The president and his allies began arguing early in the special counsel’s investigation that ego and attention-seeking are driving Mueller in this probe. The man I got to know displayed the opposite characteristics. Our sessions—like the vast majority of top-tier intelligence briefings, both in my direct experience and across the history of the PDB—provided plenty of fodder for self-promotion if he had wanted to take them. He never did.

Without exposing anything classified, I can say that there were plenty of data points and assessments in my briefings about the impact of arrests, or other developments related to Bureau equities, that he could have gone to the press about. The overall briefings were Top Secret, codeword-controlled, dissemination-restricted—you name it. Yet I don’t recall a single episode where I saw the day’s news and thought, “Well, there he goes—blurting out something from the briefing to make him, or the FBI, look good.” That was not his modus operandi.

In one case, he shut down a media opportunity just as it was developing. I’d arrived in the SIOC early that day, as always, to prepare the materials (and myself) for effective use of every minute I had with him. Then an oddity occurred. Usually Mueller was on time, but I noticed that my scheduled start had just ticked by without the director’s entrance—a delay way outside his norm. I turned to the conference room entrance behind me just as I heard Mueller approaching. Seconds later, he marched through the door with his head down, looking at something on top of the binders he was carrying. He turned to walk behind me and take his usual seat, on my left.

Something else caught my eye: a boom microphone, looming over Mueller’s head, crossing into the conference room itself. Later, I learned he’d grudgingly agreed to allow some kind of “window into the director’s working day” film footage for one of the networks.

My quizzical look must have betrayed me, because he stopped dead in his tracks, looked me in the eye, and said, “TV crew. Should they come in for a minute?” With the PDB sitting there in front of me, everything in my training screamed “No!” All I remember mustering was a look of distress and a quick head shake communicating the same.

Mueller didn’t rebut. He didn’t insist that I close up the briefing books and cover my notes to allow the camera to enter what was, after all, his own conference room. Instead, he immediately reached back and shut the door in a smooth no-look move. The boom mic took a hit and remained outside. As Mueller took his place next to me, he returned my slight smirk, shrugged almost imperceptibly, and said, “Let’s get to it.” No showboating there.

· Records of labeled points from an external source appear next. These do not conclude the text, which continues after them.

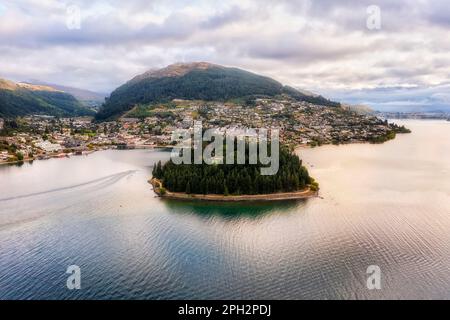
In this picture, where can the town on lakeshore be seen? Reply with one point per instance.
(300, 123)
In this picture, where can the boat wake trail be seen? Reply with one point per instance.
(114, 177)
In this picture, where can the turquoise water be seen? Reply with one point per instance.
(385, 205)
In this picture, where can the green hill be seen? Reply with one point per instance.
(20, 99)
(196, 81)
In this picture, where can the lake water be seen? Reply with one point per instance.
(386, 205)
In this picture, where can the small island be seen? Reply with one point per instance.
(233, 182)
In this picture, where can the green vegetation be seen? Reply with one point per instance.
(22, 101)
(211, 84)
(234, 179)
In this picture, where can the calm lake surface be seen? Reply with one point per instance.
(385, 205)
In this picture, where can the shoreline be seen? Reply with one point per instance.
(297, 195)
(85, 153)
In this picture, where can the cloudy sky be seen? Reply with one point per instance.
(324, 46)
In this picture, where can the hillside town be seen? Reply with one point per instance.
(300, 123)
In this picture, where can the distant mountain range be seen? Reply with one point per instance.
(87, 97)
(197, 81)
(20, 99)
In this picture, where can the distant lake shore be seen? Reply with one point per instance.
(297, 195)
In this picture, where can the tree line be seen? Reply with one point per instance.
(233, 179)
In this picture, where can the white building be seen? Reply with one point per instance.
(47, 146)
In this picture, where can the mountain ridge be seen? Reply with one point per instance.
(21, 99)
(196, 81)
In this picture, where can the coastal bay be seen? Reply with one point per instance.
(384, 205)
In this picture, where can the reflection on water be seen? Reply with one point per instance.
(230, 210)
(385, 205)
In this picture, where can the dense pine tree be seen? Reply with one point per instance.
(233, 179)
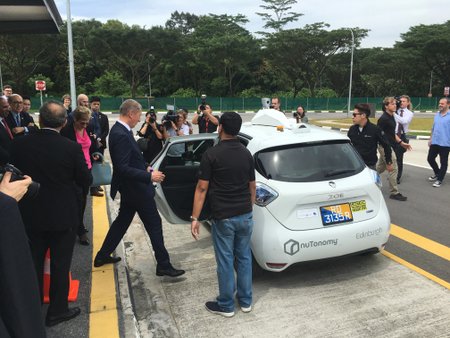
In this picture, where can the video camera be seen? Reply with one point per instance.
(398, 102)
(265, 102)
(203, 100)
(170, 117)
(152, 113)
(16, 175)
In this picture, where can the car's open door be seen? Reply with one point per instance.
(180, 161)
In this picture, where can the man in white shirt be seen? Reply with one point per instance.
(403, 117)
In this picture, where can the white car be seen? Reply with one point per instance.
(316, 199)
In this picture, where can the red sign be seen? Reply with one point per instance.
(40, 85)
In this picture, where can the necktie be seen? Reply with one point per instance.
(7, 129)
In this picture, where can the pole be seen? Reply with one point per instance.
(1, 77)
(431, 83)
(351, 74)
(73, 92)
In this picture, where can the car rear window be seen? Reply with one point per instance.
(307, 162)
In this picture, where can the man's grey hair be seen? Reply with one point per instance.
(129, 105)
(52, 114)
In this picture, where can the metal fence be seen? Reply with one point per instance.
(253, 104)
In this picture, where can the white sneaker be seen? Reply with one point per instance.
(246, 309)
(437, 184)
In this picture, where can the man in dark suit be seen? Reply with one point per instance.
(5, 133)
(20, 123)
(133, 180)
(20, 307)
(99, 126)
(51, 219)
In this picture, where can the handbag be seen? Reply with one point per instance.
(143, 144)
(101, 172)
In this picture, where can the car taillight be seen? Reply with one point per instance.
(264, 194)
(376, 178)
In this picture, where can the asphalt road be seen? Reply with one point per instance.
(354, 296)
(426, 213)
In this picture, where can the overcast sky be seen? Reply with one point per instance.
(386, 19)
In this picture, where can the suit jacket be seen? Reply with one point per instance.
(20, 308)
(130, 176)
(104, 126)
(5, 144)
(25, 120)
(59, 166)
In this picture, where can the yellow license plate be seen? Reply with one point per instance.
(334, 214)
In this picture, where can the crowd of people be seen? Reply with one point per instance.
(59, 151)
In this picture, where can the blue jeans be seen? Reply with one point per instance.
(231, 238)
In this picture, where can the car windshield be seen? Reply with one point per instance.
(307, 162)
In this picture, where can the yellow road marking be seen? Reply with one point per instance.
(421, 242)
(416, 269)
(103, 319)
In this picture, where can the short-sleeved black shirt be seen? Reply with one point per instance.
(387, 125)
(206, 126)
(229, 168)
(366, 142)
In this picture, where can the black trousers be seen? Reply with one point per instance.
(399, 151)
(152, 222)
(443, 152)
(20, 308)
(61, 245)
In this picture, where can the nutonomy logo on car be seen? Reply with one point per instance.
(291, 247)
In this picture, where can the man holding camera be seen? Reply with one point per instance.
(51, 218)
(206, 121)
(403, 117)
(387, 125)
(6, 135)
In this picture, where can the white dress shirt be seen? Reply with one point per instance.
(405, 120)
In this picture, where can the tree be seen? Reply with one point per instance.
(22, 55)
(431, 43)
(303, 55)
(223, 51)
(278, 15)
(110, 83)
(183, 22)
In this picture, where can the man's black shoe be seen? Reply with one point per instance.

So, what does this all suggest to me about Mueller’s approach to L’Affaire Russe and its related matters?

First, if anyone can manage this wide-ranging investigation, he can. It would strain credulity to believe that Mueller’s attention to detail and concern for logic and argumentation vanished when he left his long stint as FBI director.

Second, he won’t give up or back down. Then as now, his persistence in seeking information that he assesses he needs has opened new doors that he won’t shut prematurely.

Third, his clear disdain for unnecessary publicity or other extraneous noise serves him well. It hasn’t surprised me a bit that the spokesman for the special counsel’s office has remained the quietest voice in Washington.

My experience with Mueller suggests he will continue—and, ultimately, conclude—this investigation thoroughly, without distraction, and with integrity.

David Priess is Director of Intelligence at Bedrock Learning, Inc. and a Senior Fellow at the Michael V. Hayden Center for Intelligence, Policy, and International Security. He served during the Clinton and Bush 43 administrations as a CIA officer and has written two books: “The President’s Book of Secrets,” about the top-secret President’s Daily Brief, and "How To Get Rid of a President," describing the ways American presidents have left office.